According to OneTrust’s 2025 AI-Ready Governance Report, which surveyed 1,250 IT decision-makers, nearly all — 98% — of enterprises plan to increase governance budgets in the next financial year, with the average business anticipating a 24% jump. More money is going into governance as 86% of IT leaders with “advanced AI adoption” say they’ve identified gaps in visibility, collaboration and policy enforcement. Teams spent 37% more time managing AI-related risks year over year, highlighting the growing complexity of AI oversight.
According to the Info-Tech Research Group AI Trends 2026 report, CIOs and IT leaders must balance AI’s potential with competing risks and responsibilities. Select business-driven use cases for agentic AI and include human oversight when developing agentic AI applications. Develop an adaptive AI governance framework to provide safeguards and self-regulate regardless of the legislative environment.

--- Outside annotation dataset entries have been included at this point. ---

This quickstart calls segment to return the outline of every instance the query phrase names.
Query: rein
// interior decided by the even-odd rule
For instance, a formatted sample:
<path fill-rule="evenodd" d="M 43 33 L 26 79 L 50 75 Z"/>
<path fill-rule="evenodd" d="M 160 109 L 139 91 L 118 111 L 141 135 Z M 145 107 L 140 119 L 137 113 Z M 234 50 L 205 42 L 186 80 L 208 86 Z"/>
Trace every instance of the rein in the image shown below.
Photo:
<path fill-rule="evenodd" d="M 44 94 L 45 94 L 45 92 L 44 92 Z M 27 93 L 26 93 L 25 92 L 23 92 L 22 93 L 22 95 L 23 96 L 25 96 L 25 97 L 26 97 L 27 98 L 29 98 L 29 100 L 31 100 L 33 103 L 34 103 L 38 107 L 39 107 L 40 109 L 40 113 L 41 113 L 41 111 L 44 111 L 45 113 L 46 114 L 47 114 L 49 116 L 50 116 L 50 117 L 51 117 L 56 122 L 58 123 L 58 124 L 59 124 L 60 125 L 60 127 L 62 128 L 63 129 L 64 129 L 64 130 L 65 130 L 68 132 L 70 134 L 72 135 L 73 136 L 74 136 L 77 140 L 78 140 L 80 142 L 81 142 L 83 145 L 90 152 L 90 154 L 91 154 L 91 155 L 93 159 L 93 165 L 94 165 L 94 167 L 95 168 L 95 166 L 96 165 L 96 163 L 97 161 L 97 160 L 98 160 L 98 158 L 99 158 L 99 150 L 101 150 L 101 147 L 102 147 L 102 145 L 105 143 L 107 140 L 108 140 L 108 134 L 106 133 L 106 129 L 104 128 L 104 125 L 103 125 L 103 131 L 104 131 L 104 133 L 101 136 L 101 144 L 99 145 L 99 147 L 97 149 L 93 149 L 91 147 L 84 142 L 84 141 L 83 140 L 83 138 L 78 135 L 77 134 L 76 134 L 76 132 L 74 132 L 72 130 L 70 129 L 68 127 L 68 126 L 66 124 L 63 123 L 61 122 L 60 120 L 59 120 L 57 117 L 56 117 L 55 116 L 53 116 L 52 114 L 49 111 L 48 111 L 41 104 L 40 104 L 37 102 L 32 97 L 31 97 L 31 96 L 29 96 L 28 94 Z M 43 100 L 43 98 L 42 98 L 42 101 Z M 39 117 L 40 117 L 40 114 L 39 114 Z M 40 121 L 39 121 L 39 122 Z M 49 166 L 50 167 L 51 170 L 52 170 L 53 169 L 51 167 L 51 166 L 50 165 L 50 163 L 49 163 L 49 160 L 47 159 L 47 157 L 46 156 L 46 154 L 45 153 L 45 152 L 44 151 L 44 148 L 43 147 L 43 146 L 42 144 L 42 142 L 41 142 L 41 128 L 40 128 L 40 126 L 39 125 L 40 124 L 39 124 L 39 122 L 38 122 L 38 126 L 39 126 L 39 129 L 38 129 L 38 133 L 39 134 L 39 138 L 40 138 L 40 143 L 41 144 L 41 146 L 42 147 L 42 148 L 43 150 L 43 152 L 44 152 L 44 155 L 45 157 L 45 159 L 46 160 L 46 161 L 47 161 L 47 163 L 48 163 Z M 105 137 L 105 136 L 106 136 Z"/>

Recent coverage in CIO Dive on June 3, 2026, highlighted what CIOs should watch for in Trump’s AI oversight executive order signed June 2, 2026, titled “Promoting Advanced Artificial Intelligence Innovation and Security.” The order establishes a voluntary framework for government review of advanced “covered frontier” AI models for cybersecurity and national security assessments. Clear standards will be key to making the process worthwhile for AI providers and the companies that contract with them, tech experts say. Holland & Knight noted on June 16, 2026, that the EO expands cybersecurity and federal oversight elements.
These developments add another layer for CIOs already wrestling with internal structures. The separation of adopter and oversight teams at places like Hi Marley offers one model. Zuora’s maturity ladder shows how governance can enable rather than throttle progress. Surveys from Logicalis, CIO.com’s State of the CIO, Kyndryl, IBM, and OneTrust paint a consistent picture: ambition runs high, scaling remains hard, and accountability is shifting onto leaders who may not control every model in production.
The organizations pulling ahead appear to be those treating governance as an enabler of velocity, not a brake. They invest in independent compliance functions with real judgment. They embed accountability at the business-unit level rather than central clearinghouses. They stage-gate funding to outcomes. They build platforms that let employees experiment inside defined boundaries. And they accept that some experiments will fail — and kill them early.
For CIOs, the test is no longer whether to pursue AI. It is whether the structures around it will hold when the first real incidents or regulatory questions arrive. The highway is under construction. The guardrails are still being set.